POINTS ESSENTIELS • Le carcinome hépatocellulaire (CHC) se développe rarement sur un foie non cirrhotique (FNC) (20 % des cas). Le foie non tumoral peut être sain mais peut également comporter une fibrose, une stéatose, ou d’autres anomalies comme une surcharge ferrique. • Le CHC sur FNC est évoqué devant une volumineuse tumeur hypervascularisée chez un patient (plutôt un homme) de 60 à 75 ans, ce d’autant que l’alpha-fœtoprotéine (AFP) sérique est élevée. Mais l’absence fréquente d’élévation de l’AFP sérique et le nombre élevé des diagnostics différentiels rendent la biopsie protégée souvent nécessaire. • Le carcinome fibrolamellaire est une forme caractérisée par un terrain particulier (jeune, sex-ratio proche de 1), la normalité de l’AFP, une fréquence élevée de l’envahissement ganglionnaire mais un pronostic plutôt favorable. • Le seul traitement curatif du CHC est la chirurgie, l’absence de cirrhose permettant souvent la résection. En cas de tumeur non resécable, la transplantation hépatique (TH) peut être discutée selon le terrain, et en l’absence d’envahissement vasculaire ou de métastases extrahépatiques. La chimiothérapie à base d’adriamycine et de sels de platine, ou les antiangiogéniques permettent d’obtenir des taux de réponses de 20 à 40 %. • Le pronostic après résection de cette tumeur atteint 50 % à cinq ans, soit un pronostic meilleur que celui du CHC sur cirrhose. La récidive après chirurgie est cependant fréquente et peut être tardive. Cette récidive peut être accessible à un traitement curatif ce qui justifie une surveillance prolongée après résection. • Les facteurs pronostiques du CHC sur FNC sont : le caractère R0 de la résection, les facteurs histologiques communs aux CHC sur cirrhose (taille, nodules satellites, envahissement vasculaire) et une transfusion peropératoire.
Conflit d’intérêt Pas de conflit d’intérêt.
Conclusion Le CHC sur FNC est une pathologie relativement rare et dans laquelle la chirurgie a une place prépondérante.
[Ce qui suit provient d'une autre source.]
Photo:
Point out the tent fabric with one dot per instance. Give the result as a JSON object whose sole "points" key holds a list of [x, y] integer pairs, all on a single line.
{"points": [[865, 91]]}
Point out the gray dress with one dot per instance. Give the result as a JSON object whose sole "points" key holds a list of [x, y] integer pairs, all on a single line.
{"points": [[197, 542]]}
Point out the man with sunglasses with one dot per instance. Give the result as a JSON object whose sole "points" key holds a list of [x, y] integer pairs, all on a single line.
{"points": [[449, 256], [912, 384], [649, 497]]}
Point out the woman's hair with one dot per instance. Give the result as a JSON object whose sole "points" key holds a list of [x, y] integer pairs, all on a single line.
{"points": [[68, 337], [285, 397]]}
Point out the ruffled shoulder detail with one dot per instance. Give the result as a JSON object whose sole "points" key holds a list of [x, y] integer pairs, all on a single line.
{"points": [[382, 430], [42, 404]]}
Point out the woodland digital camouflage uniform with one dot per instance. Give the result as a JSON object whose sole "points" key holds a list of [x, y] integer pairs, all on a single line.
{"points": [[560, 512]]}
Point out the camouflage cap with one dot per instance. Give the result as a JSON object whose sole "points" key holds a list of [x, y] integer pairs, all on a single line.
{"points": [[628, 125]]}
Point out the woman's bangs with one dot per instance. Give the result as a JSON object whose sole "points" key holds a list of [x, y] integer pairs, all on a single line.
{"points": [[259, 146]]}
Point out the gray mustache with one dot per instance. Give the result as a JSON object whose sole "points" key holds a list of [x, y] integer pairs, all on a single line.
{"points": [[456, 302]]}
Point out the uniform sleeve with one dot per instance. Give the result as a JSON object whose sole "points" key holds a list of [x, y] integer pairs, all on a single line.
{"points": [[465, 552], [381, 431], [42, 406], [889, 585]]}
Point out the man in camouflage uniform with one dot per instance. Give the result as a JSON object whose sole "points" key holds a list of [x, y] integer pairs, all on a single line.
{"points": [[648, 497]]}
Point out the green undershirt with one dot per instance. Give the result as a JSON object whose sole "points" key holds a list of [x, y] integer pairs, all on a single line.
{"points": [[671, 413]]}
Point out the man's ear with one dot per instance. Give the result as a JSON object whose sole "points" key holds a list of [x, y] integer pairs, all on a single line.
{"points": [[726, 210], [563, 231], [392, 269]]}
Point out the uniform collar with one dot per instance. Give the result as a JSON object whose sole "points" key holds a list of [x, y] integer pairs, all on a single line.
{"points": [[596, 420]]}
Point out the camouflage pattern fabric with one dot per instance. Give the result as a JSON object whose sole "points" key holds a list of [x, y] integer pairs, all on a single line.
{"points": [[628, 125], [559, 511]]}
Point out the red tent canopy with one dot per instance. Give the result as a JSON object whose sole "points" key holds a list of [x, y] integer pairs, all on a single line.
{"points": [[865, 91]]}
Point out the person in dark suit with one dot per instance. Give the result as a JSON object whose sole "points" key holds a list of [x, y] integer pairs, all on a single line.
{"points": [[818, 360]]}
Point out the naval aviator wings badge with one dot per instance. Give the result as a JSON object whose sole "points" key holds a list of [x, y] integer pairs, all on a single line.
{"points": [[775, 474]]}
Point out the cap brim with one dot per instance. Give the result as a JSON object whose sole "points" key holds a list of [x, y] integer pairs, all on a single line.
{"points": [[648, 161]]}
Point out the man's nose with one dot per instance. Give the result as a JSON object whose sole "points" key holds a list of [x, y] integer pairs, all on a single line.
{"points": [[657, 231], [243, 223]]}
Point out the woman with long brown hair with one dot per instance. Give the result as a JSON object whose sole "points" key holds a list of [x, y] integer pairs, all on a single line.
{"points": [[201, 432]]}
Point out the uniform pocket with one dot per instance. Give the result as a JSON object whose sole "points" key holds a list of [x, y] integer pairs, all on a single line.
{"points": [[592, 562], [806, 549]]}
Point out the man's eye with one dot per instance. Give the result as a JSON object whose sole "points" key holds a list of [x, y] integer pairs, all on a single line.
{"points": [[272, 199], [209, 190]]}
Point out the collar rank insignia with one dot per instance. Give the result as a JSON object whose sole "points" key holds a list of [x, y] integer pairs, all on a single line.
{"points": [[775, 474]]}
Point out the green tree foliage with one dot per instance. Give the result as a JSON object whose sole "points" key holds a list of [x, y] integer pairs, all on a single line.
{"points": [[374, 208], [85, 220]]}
En effet, seule la résection donne un espoir de guérison. En cas de résection R0, près d’un malade sur deux est vivant à cinq ans. Cependant les récidives sont fréquentes, probablement liées non-seulement aux caractéristiques de la tumeur au moment de sa découverte mais également de l’état du foie non tumoral qui peut être porteur d’une hépatopathie. Ces récidives doivent être dépistées et traitées, ce qui permet une amélioration de la survie. La place des traitements néoadjuvants et adjuvants doit continuer à être évaluée, les données étant à ce jour trop limitées.